An infection will make you feel unwell. It can lengthen your stay in hospital and delay your recovery. In extreme cases, the infection can overwhelm the body's defences and become fatal.
It is possible to significantly reduce the risk of Hospital Associated Infection:
- Thorough hand cleaning by everyone who enters a hospital - healthcare staff, patients and their visitors
- Keeping the healthcare environment clean
- Complying with standard sterile techniques for the insertion and care of intravenous (IV) cannulas and other clinical items
- Identifying patients who are at greater risk of contracting an infection
- Taking prudent precautions such as isolating patients who have contracted multi-resistant organisms (MROs)
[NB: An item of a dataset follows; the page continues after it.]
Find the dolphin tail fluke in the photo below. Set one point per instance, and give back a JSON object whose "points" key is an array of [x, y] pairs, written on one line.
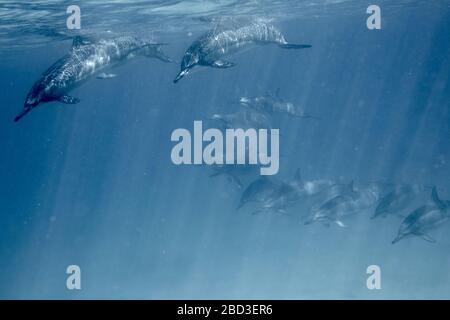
{"points": [[155, 51], [294, 46], [22, 114], [435, 197], [308, 116], [397, 239]]}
- Using antibiotics appropriately to prevent and treat infections
NSW Health and the Clinical Excellence Commission work with hospital staff to ensure they are well equipped to protect patients from contracting infections. Education programs and policies are regularly rolled out across the state to address infection risk.
NSW Health has been collecting HAI data and participating in national research projects and studies for many years. Back in January 2008, NSW Health introduced a mandatory comprehensive data collection system that monitors eight types of HAI data across all public hospitals in the state. NSW is looking forward to the commencement of an integrated, national HAI data collection system in coming years.
It is in everyone's interests to reduce the risk of Hospital Associated Infection - patients, clinicians, carers and the broader community. By working together and observing common sense precautions as outlined above, we can all reduce the risk of HAIs. This, in turn, will help reduce the significant costs associated with the consequences of HAIs, including the need for more complex medical treatments, longer hospital stays that delay bed availability for other patients and the prescribing of additional, expensive antibiotics.